Thursday, November 02, 2006

RE: Jokes on campaign trail

TO: All Democratic candidates

FROM: Howard Dean, Democratic National Committee

RE: Jokes

Maybe taking John Kerry out to see "Man of the Year" last weekend wasn't such a good idea with the upcoming mid-term elections. (And John, if you're reading this, I know Robin Williams and you're no Robin Williams.)

Anyway, I know we're supposed to be the "fun" party, or at least more fun than the GOP. But please remember that we're politicians and not stand-up comedians. Things have been going really well for us, so please please please please don't fumble the ball on the one when we're so close to scoring a touchdown!

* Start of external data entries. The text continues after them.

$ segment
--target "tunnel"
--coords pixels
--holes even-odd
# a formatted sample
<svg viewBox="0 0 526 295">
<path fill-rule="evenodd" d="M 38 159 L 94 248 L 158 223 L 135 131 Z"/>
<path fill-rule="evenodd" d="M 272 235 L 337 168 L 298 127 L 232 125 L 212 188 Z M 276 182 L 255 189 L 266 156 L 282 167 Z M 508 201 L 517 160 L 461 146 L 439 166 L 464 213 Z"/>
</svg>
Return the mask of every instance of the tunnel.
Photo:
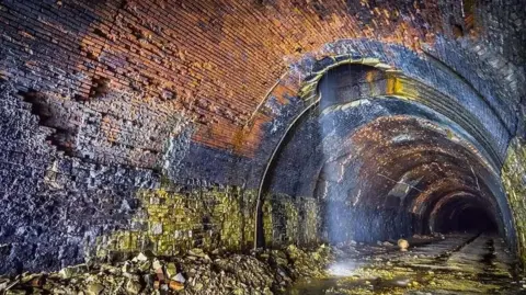
<svg viewBox="0 0 526 295">
<path fill-rule="evenodd" d="M 521 294 L 526 8 L 0 1 L 0 294 Z"/>
</svg>

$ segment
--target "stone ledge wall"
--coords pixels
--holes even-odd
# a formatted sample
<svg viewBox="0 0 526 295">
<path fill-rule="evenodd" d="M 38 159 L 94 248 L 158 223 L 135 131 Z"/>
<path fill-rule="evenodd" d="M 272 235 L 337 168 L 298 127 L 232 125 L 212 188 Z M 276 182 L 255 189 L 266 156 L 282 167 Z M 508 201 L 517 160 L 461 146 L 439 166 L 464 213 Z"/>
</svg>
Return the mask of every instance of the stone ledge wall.
<svg viewBox="0 0 526 295">
<path fill-rule="evenodd" d="M 240 188 L 137 192 L 132 228 L 98 238 L 98 257 L 152 251 L 174 256 L 193 248 L 249 249 L 254 242 L 255 192 Z"/>
<path fill-rule="evenodd" d="M 323 240 L 319 200 L 267 195 L 263 203 L 263 230 L 266 247 L 309 246 Z"/>
</svg>

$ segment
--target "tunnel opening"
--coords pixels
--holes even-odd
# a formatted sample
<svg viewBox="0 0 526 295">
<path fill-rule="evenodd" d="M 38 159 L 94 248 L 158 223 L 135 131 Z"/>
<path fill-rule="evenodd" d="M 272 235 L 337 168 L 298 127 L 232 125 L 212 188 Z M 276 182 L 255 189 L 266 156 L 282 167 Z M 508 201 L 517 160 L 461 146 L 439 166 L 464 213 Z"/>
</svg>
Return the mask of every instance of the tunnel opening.
<svg viewBox="0 0 526 295">
<path fill-rule="evenodd" d="M 434 231 L 442 234 L 499 232 L 495 216 L 483 203 L 459 200 L 446 204 L 435 217 Z"/>
</svg>

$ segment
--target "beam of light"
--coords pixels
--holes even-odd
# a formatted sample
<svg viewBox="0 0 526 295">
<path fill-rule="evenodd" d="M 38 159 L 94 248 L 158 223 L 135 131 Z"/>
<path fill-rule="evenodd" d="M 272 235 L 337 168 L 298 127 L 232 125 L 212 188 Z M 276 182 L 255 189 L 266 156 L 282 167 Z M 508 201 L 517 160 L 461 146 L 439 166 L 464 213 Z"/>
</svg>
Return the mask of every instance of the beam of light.
<svg viewBox="0 0 526 295">
<path fill-rule="evenodd" d="M 347 260 L 332 263 L 327 272 L 333 276 L 352 276 L 357 268 L 358 265 L 355 262 Z"/>
</svg>

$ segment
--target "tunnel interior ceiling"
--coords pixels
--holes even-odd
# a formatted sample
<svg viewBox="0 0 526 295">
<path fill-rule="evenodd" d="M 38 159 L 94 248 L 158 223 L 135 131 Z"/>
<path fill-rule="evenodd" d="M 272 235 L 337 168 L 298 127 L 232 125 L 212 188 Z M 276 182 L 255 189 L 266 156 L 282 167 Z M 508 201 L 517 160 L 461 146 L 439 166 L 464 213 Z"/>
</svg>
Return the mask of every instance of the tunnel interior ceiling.
<svg viewBox="0 0 526 295">
<path fill-rule="evenodd" d="M 505 146 L 505 138 L 515 128 L 507 120 L 514 117 L 514 110 L 508 104 L 493 107 L 481 97 L 468 99 L 448 95 L 416 78 L 364 65 L 342 65 L 327 70 L 321 77 L 319 81 L 312 82 L 321 94 L 321 110 L 363 98 L 395 95 L 430 107 L 455 122 L 469 136 L 474 137 L 474 141 L 480 145 L 479 150 L 488 152 L 488 159 L 494 162 L 495 168 L 502 166 L 505 156 L 502 146 Z M 484 112 L 477 113 L 473 105 L 481 105 Z"/>
<path fill-rule="evenodd" d="M 319 104 L 276 155 L 268 190 L 321 200 L 324 230 L 338 241 L 474 229 L 464 215 L 488 217 L 481 229 L 511 239 L 503 156 L 484 120 L 457 98 L 401 79 L 367 66 L 328 71 Z M 451 195 L 464 196 L 444 204 Z"/>
</svg>

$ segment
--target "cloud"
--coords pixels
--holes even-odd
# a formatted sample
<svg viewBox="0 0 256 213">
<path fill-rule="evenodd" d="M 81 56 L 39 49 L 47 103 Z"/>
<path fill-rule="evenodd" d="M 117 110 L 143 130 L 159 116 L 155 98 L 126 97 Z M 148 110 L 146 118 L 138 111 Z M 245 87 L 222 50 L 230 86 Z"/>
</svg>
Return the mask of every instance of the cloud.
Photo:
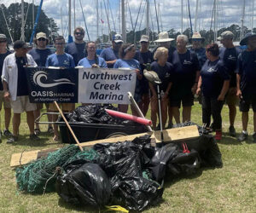
<svg viewBox="0 0 256 213">
<path fill-rule="evenodd" d="M 34 0 L 36 4 L 39 4 L 40 0 Z M 96 0 L 76 0 L 76 25 L 82 26 L 84 27 L 84 22 L 82 14 L 82 9 L 80 7 L 79 1 L 81 1 L 84 14 L 85 16 L 86 24 L 88 26 L 90 39 L 95 40 L 96 37 Z M 1 3 L 6 6 L 9 6 L 11 3 L 15 2 L 15 0 L 1 0 Z M 26 0 L 26 2 L 32 3 L 32 0 Z M 109 6 L 108 7 L 108 2 L 110 3 L 110 8 L 112 11 L 112 15 L 110 13 Z M 126 1 L 127 2 L 127 1 Z M 145 17 L 146 17 L 146 0 L 143 0 L 140 13 L 138 14 L 139 6 L 142 0 L 129 0 L 129 6 L 131 9 L 131 15 L 128 11 L 128 4 L 126 3 L 126 29 L 128 31 L 132 30 L 131 16 L 132 19 L 133 25 L 135 25 L 136 20 L 137 18 L 137 28 L 140 30 L 145 27 Z M 160 31 L 167 31 L 171 28 L 174 28 L 177 31 L 181 29 L 181 0 L 155 0 L 157 3 L 157 9 L 160 9 L 159 20 Z M 189 26 L 189 13 L 187 0 L 183 0 L 183 29 Z M 218 28 L 230 26 L 231 24 L 241 25 L 241 0 L 219 0 L 217 7 L 218 14 Z M 246 1 L 246 14 L 244 20 L 244 25 L 247 27 L 251 26 L 252 20 L 252 2 Z M 73 8 L 73 0 L 72 0 Z M 101 25 L 101 20 L 99 20 L 99 34 L 102 32 L 104 34 L 108 33 L 108 19 L 106 16 L 105 5 L 108 10 L 108 20 L 111 30 L 116 28 L 116 31 L 120 32 L 120 15 L 119 15 L 119 0 L 98 0 L 99 3 L 99 16 L 100 20 L 102 19 L 104 24 Z M 105 3 L 105 4 L 104 4 Z M 155 15 L 154 0 L 149 0 L 150 3 L 150 27 L 157 31 L 157 21 Z M 199 12 L 198 12 L 198 21 L 197 28 L 209 30 L 212 20 L 212 1 L 209 0 L 199 0 Z M 190 4 L 190 13 L 193 27 L 195 24 L 195 4 L 196 0 L 189 0 Z M 43 9 L 45 14 L 53 18 L 57 23 L 58 26 L 61 28 L 61 8 L 62 9 L 62 21 L 63 21 L 63 32 L 66 32 L 67 36 L 67 11 L 68 11 L 68 0 L 44 0 L 43 4 Z M 256 8 L 256 3 L 255 3 Z M 143 14 L 144 11 L 144 14 Z M 256 14 L 256 13 L 255 13 Z M 138 15 L 138 16 L 137 16 Z M 113 16 L 113 18 L 112 18 Z M 73 14 L 72 16 L 72 31 L 73 30 Z M 62 33 L 62 29 L 59 32 Z"/>
</svg>

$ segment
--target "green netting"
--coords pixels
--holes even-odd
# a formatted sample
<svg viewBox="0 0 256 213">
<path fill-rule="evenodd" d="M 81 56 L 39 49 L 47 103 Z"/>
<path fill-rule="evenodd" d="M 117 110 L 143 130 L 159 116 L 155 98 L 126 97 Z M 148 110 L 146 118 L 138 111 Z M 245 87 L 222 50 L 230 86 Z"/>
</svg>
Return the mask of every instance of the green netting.
<svg viewBox="0 0 256 213">
<path fill-rule="evenodd" d="M 43 193 L 55 191 L 56 168 L 75 159 L 92 161 L 96 158 L 93 149 L 81 152 L 79 147 L 69 145 L 56 152 L 49 153 L 26 166 L 16 169 L 16 181 L 20 191 Z"/>
</svg>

To help y'all as we make the big push, the boys (and girls) here at DNC headquarters have come up with a list of things that are OFF LIMITS for joking about:
  • U.S. troops: Though making fun of other militaries, such as the French or Canadians is still permissible. We'll get back to you on whether the Coast Guard counts or not.
  • 9/11: Don't touch with a ten-foot pole (unless you happen to be making fun of Ann Coulter).
  • Islam/Allah: Honestly, if you get "Allah" while you're playing Pictionary or Charades, just pass. It's totally not worth it. In fact, don't even spell out "Allah" if you're playing Scrabble, just to be safe. Better yet, just steer clear of religion entirely.
  • Jews/Holocaust: Unless one of you morons is elected president of Iran, don't even think about it.
  • Handicapped/mentally-challenged people: Yeah, we loved "The Ringer" too, but please don't refer to them as "goofy bastards" (a la "There's Something About Mary").
  • Other races: For the love of God (Allah, Buddha, etc.), please don't refer to your volunteers of Indian descent as "macacas," or whatever slang is used to denote a person's race.
  • Katrina victims: Seriously, don't screw with them.
  • Moms: This includes the "yo mama is so fat ..." jokes. The DNC has, however, granted exemptions for pick-up two-on-two basketball games where money and/or Wesley Snipes and Woody Harrelson are involved. Jokes about Madonna, Britney Spears and Katie Holmes are also exempt.
To help your campaign speech writers, here's a list permissible joke topics:
  • Republicans: Except dead ones like Ronald Reagan (though Dick Cheney is still fair game).
  • Paris Hilton: She's like the village bicycle, baby ... everyone's had a ride.
  • Bush's endorsements: We're assuming "You're doing a heck of a job" is elephant-speak for "I have no clue what the hell you're doing and you'll probably be forced to resign soon due to incompetence."
  • Scientologists: And we thought Osama was a head case.
  • Weird celebrities: This includes Michael Jackson, Mel Gibson, that mutant Japanese dude who always wins the hot dog eating contests and anyone on YouTube.
  • Rich people: See "Republicans."
  • Fashion: Seriously, what's up with trucker caps and those ugly boots women wear?
  • The French: So what else is new?
  • Fox News: Like shooting fish in a barrel.
  • Ourselves: Can't hurt to make a few John Kerry jokes to help lighten the mood.
Anyway, that's it from DNC headquarters.

Remember, not only are we going to New Hampshire, we're going to South Carolina and Oklahoma and Arizona and North Dakota and New Mexico, and we're going to California and Texas and New York … And we're going to South Dakota and Oregon and Washington and Michigan. And then we're going to Washington, D.C., to take back the White House! Byaaah!!!